Print publications and magazine readership probably won’t survive in a post-covid world. The way that magazine publishers calculate their value to advertisers is completely different today than it was last year. Publishers depended on many people reading, handling, touching one copy of a magazine before 2020, but now it’s a completely different story. It makes print copies of publications not even worth the dead trees they’re printed on.

When print publishers calculate how many eyeballs are reading their magazines and newspapers they have traditionally been justified in raising the number of readers far above the number of printed copies. The number of printed copies of a magazine is referred to as the circulation. The size of the audience, the readers, is always calculated by multiplying the circulation by some factor, typically between 2 and 10.

Some magazines publishers expect their print publications to be read by many people. for example a local “style and culture” magazine sitting in the waiting room at a doctor’s office might have many people read it. Alternately, a magazine that would only make sense in someone’s home, like a TV guide, might only be read, on average, by two people per copy.

But what happens now to print readership post-Covid?

What happens in the post-Covid world where the idea of handling a magazine, say for instance in a doctor’s office isn’t as popular as it once was?

I know I’m not going to be picking up magazines other people, especially people waiting in a doctor’s office, had potentially touched moment’s before. 

What is happening now, in a post-Covid world, is dismal for print publishers who depended on readership far above their circulation. Whereas a glossy, high-quality, expensive to print magazine might have been handled by up to 20 people per copy previously, now it’s realistic to expect that number to drop tenfold. Publishers of those same magazines might be lucky if their readership is equal to their circulation now. People simply don’t want to touch magazines other people have handled before.

Think of someone reading a magazine and wetting their fingers to flip the pages. It’s positively terrifying in the middle of a pandemic, to pick up a magazine that’s been sitting in a doctor’s waiting room. Nobody’s going to do it. If the doctors of the practice are worth their salt they won’t have any magazines in their waiting rooms at all any more.

Same goes for newspapers. They used to calculate their readership above their circulation. Not any more.

So are today’s print publishers being honest with their advertisers, dropping prices, explaining how the value of advertising with them is probably a tenth of what it was before? How can they? How can print publishers be honest with their readers moving forward? Will they be able to survive being honest?

There’s always been a culture of “dishonesty” that’s plagued unscrupulous publishers. They haven’t been shy about exaggerating before, and today’s post-Covid world isn’t going to help them be more honest.
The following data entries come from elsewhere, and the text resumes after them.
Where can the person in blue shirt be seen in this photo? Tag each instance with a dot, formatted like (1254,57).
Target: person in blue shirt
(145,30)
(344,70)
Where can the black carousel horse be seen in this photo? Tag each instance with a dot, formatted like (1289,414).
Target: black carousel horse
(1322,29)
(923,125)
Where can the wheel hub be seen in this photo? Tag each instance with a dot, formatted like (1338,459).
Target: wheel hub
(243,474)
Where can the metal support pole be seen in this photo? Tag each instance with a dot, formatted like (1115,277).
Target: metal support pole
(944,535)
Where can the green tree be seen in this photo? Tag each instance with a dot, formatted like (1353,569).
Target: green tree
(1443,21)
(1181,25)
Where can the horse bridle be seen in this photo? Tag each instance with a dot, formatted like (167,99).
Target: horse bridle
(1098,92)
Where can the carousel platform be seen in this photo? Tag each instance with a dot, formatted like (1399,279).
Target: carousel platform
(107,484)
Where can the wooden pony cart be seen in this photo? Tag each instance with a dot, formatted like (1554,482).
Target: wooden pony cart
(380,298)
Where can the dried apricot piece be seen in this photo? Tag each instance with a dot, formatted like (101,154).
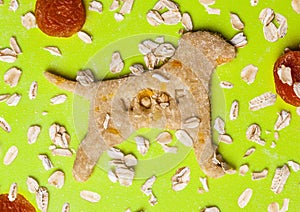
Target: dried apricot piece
(20,204)
(287,77)
(60,18)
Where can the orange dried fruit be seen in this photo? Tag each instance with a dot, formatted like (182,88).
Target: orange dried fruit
(60,18)
(20,204)
(287,77)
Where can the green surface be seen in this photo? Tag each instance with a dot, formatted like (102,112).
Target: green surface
(107,32)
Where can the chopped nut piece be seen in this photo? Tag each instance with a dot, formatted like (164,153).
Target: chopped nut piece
(46,162)
(243,169)
(248,73)
(28,20)
(283,120)
(234,110)
(184,137)
(32,185)
(58,99)
(244,198)
(116,64)
(259,175)
(12,76)
(10,155)
(181,178)
(142,144)
(57,179)
(280,177)
(42,198)
(95,6)
(4,125)
(33,133)
(53,50)
(85,37)
(262,101)
(90,196)
(236,22)
(33,90)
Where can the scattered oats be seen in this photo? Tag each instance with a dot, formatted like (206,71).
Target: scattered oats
(137,69)
(266,16)
(32,185)
(58,99)
(280,177)
(12,76)
(225,139)
(33,133)
(253,134)
(53,50)
(96,6)
(249,152)
(259,175)
(295,166)
(118,17)
(160,77)
(90,196)
(115,153)
(57,179)
(225,84)
(164,50)
(192,122)
(203,181)
(28,20)
(4,97)
(273,145)
(142,144)
(219,125)
(273,207)
(236,22)
(181,178)
(10,155)
(66,207)
(154,18)
(243,169)
(164,138)
(234,110)
(14,45)
(42,198)
(262,101)
(116,64)
(248,73)
(115,5)
(46,162)
(7,55)
(13,100)
(13,192)
(253,2)
(296,6)
(33,90)
(244,198)
(270,32)
(184,137)
(85,37)
(285,75)
(130,160)
(127,7)
(4,125)
(296,88)
(85,77)
(186,22)
(13,5)
(211,209)
(283,120)
(61,152)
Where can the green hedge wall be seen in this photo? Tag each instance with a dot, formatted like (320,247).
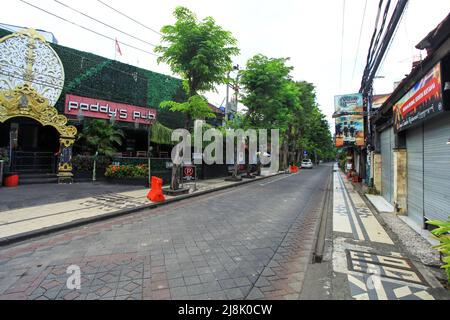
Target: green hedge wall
(90,75)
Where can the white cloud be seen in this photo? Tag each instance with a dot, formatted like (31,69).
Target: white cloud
(309,32)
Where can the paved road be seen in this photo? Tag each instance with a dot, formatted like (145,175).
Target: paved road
(28,195)
(250,242)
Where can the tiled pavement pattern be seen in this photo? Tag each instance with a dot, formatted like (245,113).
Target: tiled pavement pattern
(248,242)
(366,255)
(31,219)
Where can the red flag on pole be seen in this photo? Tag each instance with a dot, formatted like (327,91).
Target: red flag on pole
(118,47)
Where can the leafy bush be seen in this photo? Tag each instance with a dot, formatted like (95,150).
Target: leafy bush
(82,163)
(127,171)
(442,233)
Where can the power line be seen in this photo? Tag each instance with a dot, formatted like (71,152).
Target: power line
(372,68)
(72,52)
(77,90)
(359,39)
(103,23)
(134,20)
(85,28)
(342,43)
Back when I created Mi360, a tool to measure the effectiveness of online and offline publications, I did it because we had to compare apples to oranges. Was an online ad buy as effective as an insertion of an ad into a print publication? That was the question I was answering for my clients needing to advertise. I wasn’t going to spend millions of their dollars not knowing. Does an online publication have the readership, and therefore the effectiveness, that the publisher claimed it did? It was an eye-opening tool. It revealed to me that the honesty of publishers was a rare and precious commodity. The overall trend among all publishers, was to participate in the industry-wide practice of exaggerating. They had to exaggerate or the story they had to tell their advertisers would look bleak compared to their competition, and they wouldn’t get the advertiser. It made me have sympathy, pity for them compared to online publishers. I saw the industry slowly fading away from the dominance they once enjoyed. I cannot see how Covid isn’t the final nail in the coffin for print.
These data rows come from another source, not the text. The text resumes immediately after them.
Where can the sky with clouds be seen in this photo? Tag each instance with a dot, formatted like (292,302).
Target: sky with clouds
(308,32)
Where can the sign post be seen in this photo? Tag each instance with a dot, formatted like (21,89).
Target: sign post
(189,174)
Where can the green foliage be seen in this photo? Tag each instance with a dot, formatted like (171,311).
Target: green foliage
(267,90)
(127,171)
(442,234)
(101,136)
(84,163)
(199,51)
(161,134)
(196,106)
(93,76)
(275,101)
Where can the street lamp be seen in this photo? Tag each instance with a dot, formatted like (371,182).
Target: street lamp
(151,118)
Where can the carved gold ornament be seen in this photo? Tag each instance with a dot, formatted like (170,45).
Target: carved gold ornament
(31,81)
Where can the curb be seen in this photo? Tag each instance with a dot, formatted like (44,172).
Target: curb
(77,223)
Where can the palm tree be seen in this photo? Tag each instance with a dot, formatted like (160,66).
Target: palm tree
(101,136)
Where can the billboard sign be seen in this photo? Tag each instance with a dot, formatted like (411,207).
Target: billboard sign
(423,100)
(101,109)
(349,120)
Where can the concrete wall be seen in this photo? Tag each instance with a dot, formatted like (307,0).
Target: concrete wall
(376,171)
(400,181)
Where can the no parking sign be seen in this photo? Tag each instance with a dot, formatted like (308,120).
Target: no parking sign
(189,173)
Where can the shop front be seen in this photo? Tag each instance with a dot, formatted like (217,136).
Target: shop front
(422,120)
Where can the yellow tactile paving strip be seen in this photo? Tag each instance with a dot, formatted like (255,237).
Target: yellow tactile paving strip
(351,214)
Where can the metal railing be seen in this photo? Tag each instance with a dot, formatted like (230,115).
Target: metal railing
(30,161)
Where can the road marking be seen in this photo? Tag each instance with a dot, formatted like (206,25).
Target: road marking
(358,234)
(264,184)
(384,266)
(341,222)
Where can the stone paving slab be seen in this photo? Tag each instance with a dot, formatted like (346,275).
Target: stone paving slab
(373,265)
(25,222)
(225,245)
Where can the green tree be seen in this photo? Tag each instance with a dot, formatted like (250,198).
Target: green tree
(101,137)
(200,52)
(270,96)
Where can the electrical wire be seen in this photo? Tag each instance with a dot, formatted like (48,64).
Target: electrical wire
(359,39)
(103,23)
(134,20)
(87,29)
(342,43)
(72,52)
There’s only one thing I can say to publishers who are still relying on dead trees to create value for their customers, the advertisers: up your online game. It’s the only game moving forward. If you’re a publisher who needs help transforming your publication to an online success, contact Massive Impressions. My company has been helping publishers get their online game right, and doing it for pennies on the dollar compared to depending on dead trees.

IMPORTANT ADVICE to yesterday’s readers of magazines: don’t touch those things. You’ll get coronavirus. Protect your neighbors. It’s not about your right to read, lick your fingers and flip through pretty pages. It’s about your responsibility to your community. Never touch a print magazine or newspaper you see lying around again. Buy it if you want to read it.